JEP 252: Use CLDR Locale Data by Default
Author | Naoto Sato & Alex Buckley |
Owner | Naoto Sato |
Type | Feature |
Scope | JDK |
Status | Closed / Delivered |
Release | 9 |
Component | core-libs / java.util:i18n |
Discussion | i18n dash dev at openjdk dot java dot net |
Effort | M |
Duration | M |
Reviewed by | Alan Bateman, Brian Goetz, Mark Reinhold |
Endorsed by | Brian Goetz |
Created | 2014/05/20 17:14 |
Updated | 2024/06/25 15:14 |
Issue | 8043554 |
Summary
Use the locale data in the Common Locale Data Repository (CLDR) to format dates, times, currencies, languages, countries, and time zones in the standard Java APIs. CLDR, which is maintained by the Unicode Consortium, provides locale data of higher quality than the legacy data in JDK 8. Locale-sensitive applications may be affected by the switch to CLDR locale data, and, in the future, by revisions of the CLDR locale data.
History
The original text of this JEP, written in 2014 for JDK 9, did not provide adequate guidance to developers. We rewrote it in 2024 to add such guidance and to include information about JDK 21 and JDK 23.
Goals
-
Support industry standards for localization in the Java Platform, on an ongoing basis.
-
Ensure that locale-sensitive Java APIs can work with contemporary internationalized data, such as the names of countries and time zones.
-
Provide a migration path for applications that cannot immediately work with CLDR locale data.
Non-Goals
-
It is not a goal to make every localized application work unchanged on JDK 9.
-
It is not a goal to remove the JDK's legacy locale data in JDK 9.
-
It is not a goal to mandate use of the same CLDR locale data by all implementations of the Java Platform.
Motivation
The Java Platform offers APIs that help to localize Java programs, i.e., adapt them to different languages and countries. The APIs, principally in the java.text
and java.util
packages, are locale-sensitive: They depend upon a Locale
that tailors an operation to a specific language, country, calendar system, and other cultural norms. Each locale is associated with locale data that describes how dates, times, currencies, languages, countries, and time zones are presented. In the example below, words such as "Thursday" and "March", as well as the pattern "EEEE, MMMM, d, y", come from the locale data for Locale.US
, while "木曜日" and the pattern "y年M月d日EEEE" come from the locale data for Locale.JAPAN
:
jshell> Date today = new Date();
today ==> Thu Mar 14 09:49:43 PDT 2024
jshell> import java.text.*;
jshell> DateFormat.getDateInstance(DateFormat.FULL, Locale.US).format(today);
$2 ==> "Thursday, March 14, 2024"
jshell> DateFormat.getDateInstance(DateFormat.FULL, Locale.JAPAN).format(today);
$3 ==> "2024年3月14日木曜日"
JDK 8 contains locale data for about 160 locales, originally created in the 1990s by Sun Microsystems and its industry partners. While cutting edge for its time, this locale data has various problems:
-
Locale data, like time zone data, is inherently tied to constantly-evolving international standards such as the ISO list of country names. Keeping the JDK's locale data in sync with these standards is time consuming.
-
Locale data needs to be extensible in order to support new date and time formats, new currencies, new time zones, and so forth. The JDK's locale data is not extensible, so supporting, e.g., a new date format that consists of a month and a year, requires costly changes to the Java API.
-
Most platforms developed in the 1990s started with essentially the same locale data as the JDK, but over time the maintainers of each platform fixed and enhanced their locale data in different ways. For example, the JDK added its own abbreviations for the names of some time zones. Such idiosyncratic changes can cause problems when information is exchanged between localized applications on different platforms.
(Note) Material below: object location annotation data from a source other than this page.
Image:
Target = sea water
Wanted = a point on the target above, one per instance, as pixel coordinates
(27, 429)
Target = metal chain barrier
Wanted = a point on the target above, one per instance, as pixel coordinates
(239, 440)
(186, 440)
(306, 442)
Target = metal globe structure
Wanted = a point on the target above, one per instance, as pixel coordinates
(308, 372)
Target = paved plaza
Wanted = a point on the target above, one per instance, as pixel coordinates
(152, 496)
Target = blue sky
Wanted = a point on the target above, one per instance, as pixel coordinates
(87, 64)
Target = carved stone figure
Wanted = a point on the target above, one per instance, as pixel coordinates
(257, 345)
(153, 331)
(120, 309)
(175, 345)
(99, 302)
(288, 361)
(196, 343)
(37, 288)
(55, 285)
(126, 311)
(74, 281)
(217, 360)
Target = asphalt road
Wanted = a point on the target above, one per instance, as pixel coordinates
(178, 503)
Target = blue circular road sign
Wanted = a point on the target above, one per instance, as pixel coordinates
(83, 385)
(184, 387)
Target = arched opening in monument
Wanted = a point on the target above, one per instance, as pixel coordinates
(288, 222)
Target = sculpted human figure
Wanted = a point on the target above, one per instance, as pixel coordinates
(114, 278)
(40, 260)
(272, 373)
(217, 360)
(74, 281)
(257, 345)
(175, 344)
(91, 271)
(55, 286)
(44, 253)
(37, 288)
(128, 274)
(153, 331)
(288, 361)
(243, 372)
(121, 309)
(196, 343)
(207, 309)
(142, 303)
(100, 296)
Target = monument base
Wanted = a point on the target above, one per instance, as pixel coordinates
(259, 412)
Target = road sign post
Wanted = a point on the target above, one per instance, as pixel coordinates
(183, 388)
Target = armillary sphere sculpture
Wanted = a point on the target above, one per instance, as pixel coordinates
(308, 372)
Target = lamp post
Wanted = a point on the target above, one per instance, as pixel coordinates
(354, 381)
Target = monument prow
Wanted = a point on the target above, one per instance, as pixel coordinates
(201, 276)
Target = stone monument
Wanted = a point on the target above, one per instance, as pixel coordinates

The Unicode Consortium created the Common Locale Data Repository (CLDR) in 2003 to address quality and extensibility issues with locale data. CLDR contains locale data for over 500 locales. It is released every six months, to stay in sync with regional and cultural developments, and changes to its content are managed through a formal public process. Locale data is described with a domain-specific markup language, LDML, which ensures that CLDR is well structured and extensible. As a result, CLDR has been adopted by all major operating systems.
JDK 8 was the first Java release to contain CLDR locale data as well as the legacy locale data from the 1990s, though it used the legacy data by default. Given the high quality and widespread adoption of CLDR, the entire Java ecosystem would benefit if JDK 9 switched to using CLDR locale data by default. It is neither realistic nor advantageous for the JDK to keep using its own legacy locale data when CLDR exists as a superior alternative. JDK 9 and later releases will continue to contain the legacy locale data in order to ease migration for localized applications.
Description
In JDK 8 and later, there are two built-in providers of locale data: JRE
, which provides the legacy locale data from the 1990s, and CLDR
, which provides the CLDR locale data from the Unicode Consortium.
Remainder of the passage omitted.